One of My Excellent Bar Stools










The Recliners










The Exit










The Family is getting comfy










It's Show Time










Screen Shots


----------



## engtaz

Nice setup. Congrats


----------



## mjcmt

Boy, your place looks like its ready for the Super Bowl party! And don't forget the keginator to go with The Terminator.

Are those Klipsch Belles for your left and right? What is that center speaker and your rears too?


----------



## Gregavi

Thanks. Yes, the Superbowl is in the plans but not the keginator. 

They are not the Belles but the very similar La Scalas. The center is a Klipsch Heresy. For the rears I have Def Tech Bi polar.


----------



## mjcmt

Gregavi said:


> Thanks. Yes, the Superbowl is in the plans but not the keginator.
> 
> They are not the Belles but the very similar La Scalas. The center is a Klipsch Heresy. For the rears I have Def Tech Bi polar.

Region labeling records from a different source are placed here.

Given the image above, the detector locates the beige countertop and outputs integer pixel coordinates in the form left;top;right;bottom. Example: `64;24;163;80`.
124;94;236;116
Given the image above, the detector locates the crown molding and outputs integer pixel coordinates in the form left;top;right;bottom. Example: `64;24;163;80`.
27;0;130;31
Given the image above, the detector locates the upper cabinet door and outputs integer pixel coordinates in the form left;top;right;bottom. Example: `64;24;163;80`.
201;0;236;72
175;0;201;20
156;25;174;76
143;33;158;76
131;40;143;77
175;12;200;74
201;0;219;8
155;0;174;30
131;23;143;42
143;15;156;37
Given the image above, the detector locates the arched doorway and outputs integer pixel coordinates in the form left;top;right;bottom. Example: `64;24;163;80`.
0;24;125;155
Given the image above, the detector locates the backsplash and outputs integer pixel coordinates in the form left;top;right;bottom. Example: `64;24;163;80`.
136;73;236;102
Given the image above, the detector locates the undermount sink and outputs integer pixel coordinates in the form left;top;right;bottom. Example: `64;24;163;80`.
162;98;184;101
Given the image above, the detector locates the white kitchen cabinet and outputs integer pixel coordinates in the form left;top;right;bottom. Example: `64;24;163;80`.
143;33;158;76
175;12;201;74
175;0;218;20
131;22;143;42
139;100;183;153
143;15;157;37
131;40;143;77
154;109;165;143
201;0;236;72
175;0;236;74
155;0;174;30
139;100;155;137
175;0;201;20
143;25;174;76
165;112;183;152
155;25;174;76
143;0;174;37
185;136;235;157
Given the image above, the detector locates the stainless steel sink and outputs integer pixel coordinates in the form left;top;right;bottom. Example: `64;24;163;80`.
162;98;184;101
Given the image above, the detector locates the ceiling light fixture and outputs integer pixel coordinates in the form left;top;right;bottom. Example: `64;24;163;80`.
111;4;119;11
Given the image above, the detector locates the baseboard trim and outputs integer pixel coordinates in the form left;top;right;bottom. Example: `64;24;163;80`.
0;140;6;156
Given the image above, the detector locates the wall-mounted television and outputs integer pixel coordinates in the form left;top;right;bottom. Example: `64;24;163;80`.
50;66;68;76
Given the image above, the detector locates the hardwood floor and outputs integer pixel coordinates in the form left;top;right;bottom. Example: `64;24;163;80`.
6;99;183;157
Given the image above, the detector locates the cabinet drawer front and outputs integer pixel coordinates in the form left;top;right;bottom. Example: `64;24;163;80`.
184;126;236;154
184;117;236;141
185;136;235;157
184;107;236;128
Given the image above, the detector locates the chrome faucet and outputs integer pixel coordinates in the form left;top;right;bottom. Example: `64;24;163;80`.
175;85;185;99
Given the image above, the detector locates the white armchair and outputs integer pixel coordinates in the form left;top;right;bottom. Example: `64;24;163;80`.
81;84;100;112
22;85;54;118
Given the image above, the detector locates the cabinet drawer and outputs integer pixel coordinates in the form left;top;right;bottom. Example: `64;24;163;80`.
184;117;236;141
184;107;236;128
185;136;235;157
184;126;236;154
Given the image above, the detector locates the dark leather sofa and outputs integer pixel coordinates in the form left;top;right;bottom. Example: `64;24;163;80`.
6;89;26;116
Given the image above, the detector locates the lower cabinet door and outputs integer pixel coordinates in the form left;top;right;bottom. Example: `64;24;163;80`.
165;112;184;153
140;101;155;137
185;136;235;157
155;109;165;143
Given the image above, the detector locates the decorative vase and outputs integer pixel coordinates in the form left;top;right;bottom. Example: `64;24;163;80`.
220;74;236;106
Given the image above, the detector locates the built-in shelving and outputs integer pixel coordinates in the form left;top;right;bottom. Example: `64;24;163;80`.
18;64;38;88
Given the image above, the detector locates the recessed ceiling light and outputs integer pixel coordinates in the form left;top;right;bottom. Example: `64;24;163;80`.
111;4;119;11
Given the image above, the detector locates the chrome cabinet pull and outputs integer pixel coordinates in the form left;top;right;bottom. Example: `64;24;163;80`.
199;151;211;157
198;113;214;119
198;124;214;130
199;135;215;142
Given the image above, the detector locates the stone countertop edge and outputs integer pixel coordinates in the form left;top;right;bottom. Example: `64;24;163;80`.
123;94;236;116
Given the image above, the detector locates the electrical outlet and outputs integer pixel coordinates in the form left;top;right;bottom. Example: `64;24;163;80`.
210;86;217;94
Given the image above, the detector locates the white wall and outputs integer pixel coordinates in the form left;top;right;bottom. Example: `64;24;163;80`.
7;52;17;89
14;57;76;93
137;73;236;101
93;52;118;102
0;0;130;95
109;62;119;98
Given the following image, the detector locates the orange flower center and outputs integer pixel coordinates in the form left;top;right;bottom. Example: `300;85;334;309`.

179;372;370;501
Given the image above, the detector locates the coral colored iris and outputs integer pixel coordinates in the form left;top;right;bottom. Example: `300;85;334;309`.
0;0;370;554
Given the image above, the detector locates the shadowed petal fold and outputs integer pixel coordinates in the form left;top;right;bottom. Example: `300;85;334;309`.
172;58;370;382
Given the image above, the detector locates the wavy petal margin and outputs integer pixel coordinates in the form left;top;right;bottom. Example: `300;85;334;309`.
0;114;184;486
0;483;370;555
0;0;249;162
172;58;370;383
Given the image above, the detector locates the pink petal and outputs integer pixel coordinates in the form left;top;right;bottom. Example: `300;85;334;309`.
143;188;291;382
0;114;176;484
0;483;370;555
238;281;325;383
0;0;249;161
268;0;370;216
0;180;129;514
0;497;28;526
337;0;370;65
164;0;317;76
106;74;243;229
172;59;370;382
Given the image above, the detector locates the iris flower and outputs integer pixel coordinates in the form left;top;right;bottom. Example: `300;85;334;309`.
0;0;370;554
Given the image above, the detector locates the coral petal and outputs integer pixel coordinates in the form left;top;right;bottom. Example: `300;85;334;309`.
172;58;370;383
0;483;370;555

I hope I didn't offend you when I offered the keginator suggestion. I saw your bar and the Arnold picture and couldn't resist. Anyway, have a good SB party.


----------



## TCinGA

Nice room - looks comfy. I like the bar stool seats behind the recliners

Those are most obviously some important sneakers. They've got a seriously good seat pearched on the LaScala's ! Love the classis Klipsch line up !


----------



## Gregavi

mjcmt said:


> I hope I didn't offend you when I offered the keginator suggestion. I saw your bar and the Arnold picture and couldn't resist. Anyway, have a good SB party.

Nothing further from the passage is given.